As well as connecting habitats, the project aims to strengthen connections between communities and the wildlife on their doorsteps.

This will include additional funding and job opportunities.

Some of the carbon credits received by landowners for offsetting emissions could be shared with communities, similar to levies applied to windfarm developments.

“It’s not been tried before.
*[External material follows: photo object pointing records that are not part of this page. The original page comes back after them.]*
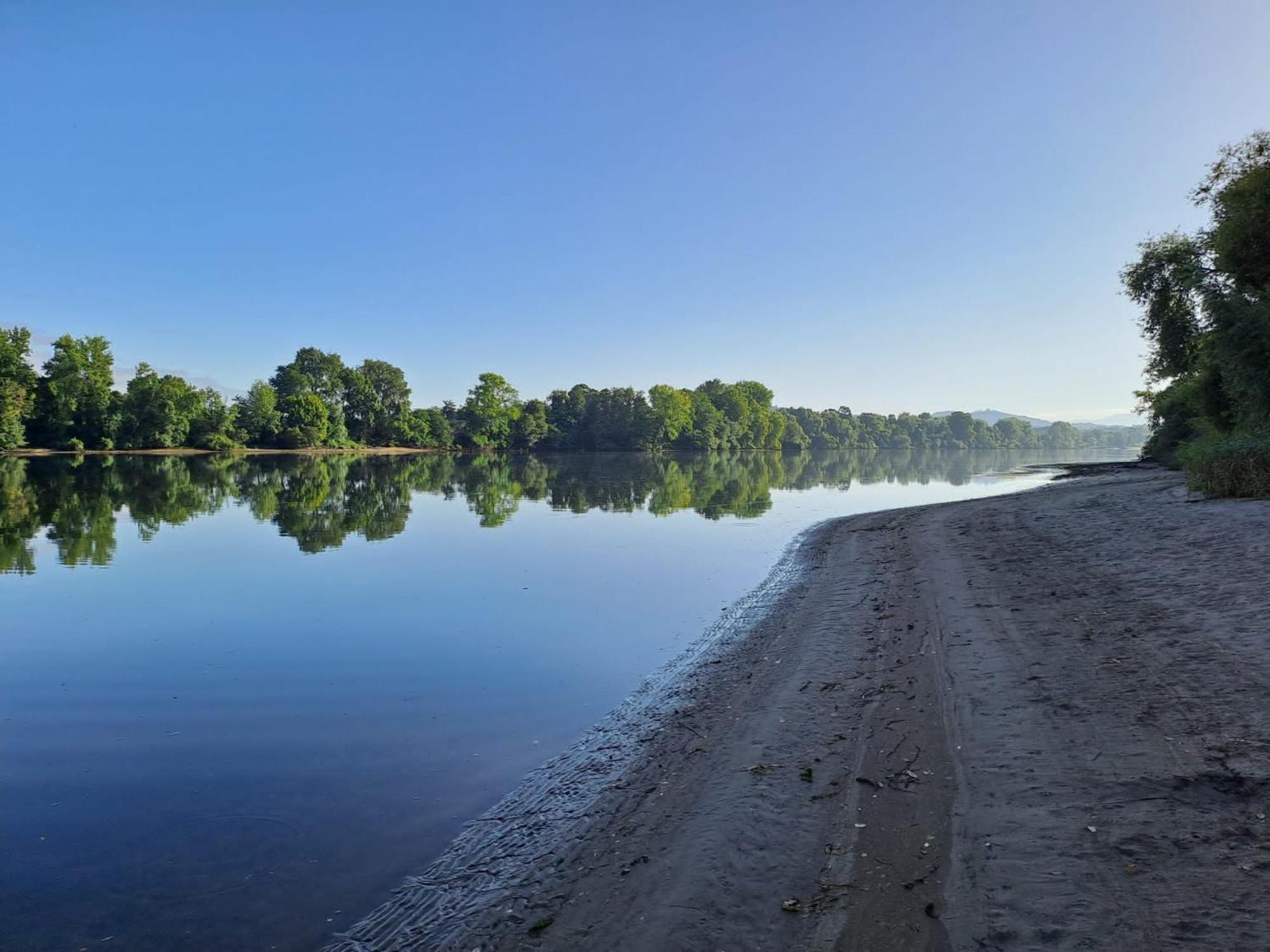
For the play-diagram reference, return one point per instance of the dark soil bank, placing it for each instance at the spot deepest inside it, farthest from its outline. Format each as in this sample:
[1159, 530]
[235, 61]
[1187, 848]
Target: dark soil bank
[1032, 722]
But we want to ensure that when a landowner gets credits, part of that will go to help the community thrive”, said Mr Micklewright.

It’s beautiful at the moment but it’s not as nature intended”

Steve Micklewright

He believes job opportunities will also follow.

The Dundreggan Estate had one member of staff in 2008 and now has seven and five trainees involved in rewilding.

Another 15 staff will be employed at the world’s first rewilding centre due to open on the estate in 2023.

Highland rewilding work is a ‘beacon of hope’

Dundreggan is part of Trees for Life’s ongoing work which has seen nearly two million native trees established to restore the Caledonian Forest in the Highlands.

Rewilding Europe sees this work as a “beacon of hope” for reversing declines in habitat and wildlife that have left vast swathes of Scotland overgrazed, treeless, denuded, drained and over-managed.

Frans Schepers, managing director of Rewilding Europe, adds: “Affric Highlands is a bold, exciting and inspiring venture for nature’s recovery as Scotland moves up the biodiversity league table.

The rewilding area will include Glen Affric. Photograph Chris Aldridge

“Our decision to accept the project as our ninth rewilding area reflects the hard work and achievements of Trees for Life, its volunteers and its partners.

“Including Affric Highlands in our portfolio of major European rewilding areas will help magnify rewilding’s impact in the Highlands, and put it firmly on the global map.”